Rajesh Digal was returning home when a mob surrounded him. Finding a Bible in his possession, the mob assaulted him and buried his body, leaving only his head above the ground.
“They kicked Digal’s head like a football,” said Asmita, who learned of the graphic details of her husband’s last moments from his Hindu friend, an eyewitness to the atrocities whom the mob set on fire after they rejected his religious claim. (The friend jumped into the river to extinguish the fire.)
When Rajesh asked for water to drink, one of the Hindu extremists urinated in his mouth. After intense torture, the mob covered Digal’s face with mud and buried him alive.
Asmita Digal reported the matter to the police, but when they searched for the body, they couldn’t find it, leading her to believe that his killers had exhumed and disposed of it. She and her daughters, ages four and one, fled.
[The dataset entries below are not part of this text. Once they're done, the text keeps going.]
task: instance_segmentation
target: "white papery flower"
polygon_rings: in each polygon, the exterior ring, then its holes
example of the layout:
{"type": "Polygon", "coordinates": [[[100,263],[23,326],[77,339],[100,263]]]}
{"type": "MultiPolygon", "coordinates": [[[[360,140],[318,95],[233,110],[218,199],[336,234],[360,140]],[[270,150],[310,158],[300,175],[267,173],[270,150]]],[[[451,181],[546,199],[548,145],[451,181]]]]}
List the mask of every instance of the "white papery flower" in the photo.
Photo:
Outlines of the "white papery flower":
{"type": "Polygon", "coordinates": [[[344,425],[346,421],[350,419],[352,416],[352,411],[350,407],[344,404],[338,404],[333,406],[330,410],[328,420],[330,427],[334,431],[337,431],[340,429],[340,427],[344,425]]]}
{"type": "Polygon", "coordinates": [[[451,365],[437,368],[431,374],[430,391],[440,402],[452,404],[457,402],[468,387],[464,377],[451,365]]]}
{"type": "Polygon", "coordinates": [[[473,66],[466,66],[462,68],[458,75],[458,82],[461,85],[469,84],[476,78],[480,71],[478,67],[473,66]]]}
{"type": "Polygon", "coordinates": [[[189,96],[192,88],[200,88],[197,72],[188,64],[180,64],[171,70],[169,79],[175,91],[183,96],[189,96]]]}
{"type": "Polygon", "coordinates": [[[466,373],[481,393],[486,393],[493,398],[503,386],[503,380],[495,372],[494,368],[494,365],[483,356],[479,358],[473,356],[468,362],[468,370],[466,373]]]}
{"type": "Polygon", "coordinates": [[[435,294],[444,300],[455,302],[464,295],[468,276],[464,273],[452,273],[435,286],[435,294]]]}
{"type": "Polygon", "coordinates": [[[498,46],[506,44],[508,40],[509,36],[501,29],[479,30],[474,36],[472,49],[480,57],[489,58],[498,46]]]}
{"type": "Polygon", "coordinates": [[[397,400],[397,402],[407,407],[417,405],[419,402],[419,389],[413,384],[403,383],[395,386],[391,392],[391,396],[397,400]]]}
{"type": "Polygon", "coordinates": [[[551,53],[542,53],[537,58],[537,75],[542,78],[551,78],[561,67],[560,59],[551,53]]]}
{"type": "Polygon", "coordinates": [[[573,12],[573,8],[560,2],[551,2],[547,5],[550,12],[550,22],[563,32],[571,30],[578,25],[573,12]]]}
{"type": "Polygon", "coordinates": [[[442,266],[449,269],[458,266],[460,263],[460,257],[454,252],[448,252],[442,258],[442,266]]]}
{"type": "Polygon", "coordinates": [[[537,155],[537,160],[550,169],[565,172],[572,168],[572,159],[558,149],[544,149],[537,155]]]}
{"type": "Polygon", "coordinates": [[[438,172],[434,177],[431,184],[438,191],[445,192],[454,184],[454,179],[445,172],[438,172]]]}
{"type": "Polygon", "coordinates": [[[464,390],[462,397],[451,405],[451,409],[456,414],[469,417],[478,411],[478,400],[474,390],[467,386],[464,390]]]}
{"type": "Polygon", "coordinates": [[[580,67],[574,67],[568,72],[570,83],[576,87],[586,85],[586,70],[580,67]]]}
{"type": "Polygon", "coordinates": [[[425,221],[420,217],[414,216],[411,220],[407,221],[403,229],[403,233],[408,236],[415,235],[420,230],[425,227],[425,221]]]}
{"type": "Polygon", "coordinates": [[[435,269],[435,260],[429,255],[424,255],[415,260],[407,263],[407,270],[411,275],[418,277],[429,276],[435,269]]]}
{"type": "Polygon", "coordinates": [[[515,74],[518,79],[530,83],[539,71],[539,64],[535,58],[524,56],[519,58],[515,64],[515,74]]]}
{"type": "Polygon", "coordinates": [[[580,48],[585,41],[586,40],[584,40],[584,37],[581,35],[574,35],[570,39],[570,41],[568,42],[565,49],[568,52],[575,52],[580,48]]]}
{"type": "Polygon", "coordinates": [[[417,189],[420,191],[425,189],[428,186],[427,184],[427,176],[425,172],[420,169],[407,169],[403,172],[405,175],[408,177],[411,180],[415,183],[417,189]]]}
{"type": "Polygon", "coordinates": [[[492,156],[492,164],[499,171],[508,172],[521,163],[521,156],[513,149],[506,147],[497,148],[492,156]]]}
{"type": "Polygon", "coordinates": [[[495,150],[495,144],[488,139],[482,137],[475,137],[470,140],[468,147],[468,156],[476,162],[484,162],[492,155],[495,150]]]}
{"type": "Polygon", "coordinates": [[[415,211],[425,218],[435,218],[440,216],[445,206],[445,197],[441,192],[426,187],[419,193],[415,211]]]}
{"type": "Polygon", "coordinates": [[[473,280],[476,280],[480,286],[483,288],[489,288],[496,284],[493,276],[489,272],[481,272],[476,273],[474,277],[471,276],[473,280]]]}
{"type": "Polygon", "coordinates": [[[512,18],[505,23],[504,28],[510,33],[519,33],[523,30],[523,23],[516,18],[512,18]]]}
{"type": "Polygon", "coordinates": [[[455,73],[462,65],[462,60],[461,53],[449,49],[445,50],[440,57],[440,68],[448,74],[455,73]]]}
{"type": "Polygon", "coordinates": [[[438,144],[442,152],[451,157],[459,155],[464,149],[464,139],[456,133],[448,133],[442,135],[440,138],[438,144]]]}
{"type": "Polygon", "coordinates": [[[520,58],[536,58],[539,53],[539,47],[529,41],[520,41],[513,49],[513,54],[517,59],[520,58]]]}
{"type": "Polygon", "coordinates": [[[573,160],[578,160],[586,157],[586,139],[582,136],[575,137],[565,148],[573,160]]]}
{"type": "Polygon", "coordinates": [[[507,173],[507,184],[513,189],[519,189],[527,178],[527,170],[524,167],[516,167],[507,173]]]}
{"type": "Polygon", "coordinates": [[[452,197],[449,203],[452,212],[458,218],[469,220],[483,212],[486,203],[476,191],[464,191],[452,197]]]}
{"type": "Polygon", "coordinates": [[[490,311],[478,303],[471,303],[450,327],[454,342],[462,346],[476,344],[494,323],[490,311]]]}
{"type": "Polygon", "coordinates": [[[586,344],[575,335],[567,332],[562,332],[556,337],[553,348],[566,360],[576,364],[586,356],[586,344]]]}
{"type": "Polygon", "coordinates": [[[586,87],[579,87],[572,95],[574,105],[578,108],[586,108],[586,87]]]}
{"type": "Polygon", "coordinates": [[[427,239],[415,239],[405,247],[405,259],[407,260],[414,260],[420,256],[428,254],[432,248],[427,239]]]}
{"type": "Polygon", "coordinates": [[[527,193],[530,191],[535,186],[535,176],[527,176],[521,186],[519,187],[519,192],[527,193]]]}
“We were in the jungle for three days, without food and water. I had a packet of cookie on which my daughters survived,” Digal said.
When the family returned home, they found their home burned down. For three years, the family took shelter in a relief camp with other displaced Christians, 30 miles from her home. No one was ever prosecuted for her husband’s death or the majority of deaths of the more than 100 people who lost their lives in the wave of massive anti-Christian violence.
The Indian government paid damages to some widows like Digal who lost their husbands to the mob. But not all traumatized families received money for the murder of their fathers and husbands, and none received compensation for property damage or loss.
In the nearly 15 years since, with no fixed monthly support from the government or church, the widows have struggled on a daily basis to provide for their families. In addition to facing poverty, many still suffer significant emotional trauma from the horrors of the attacks.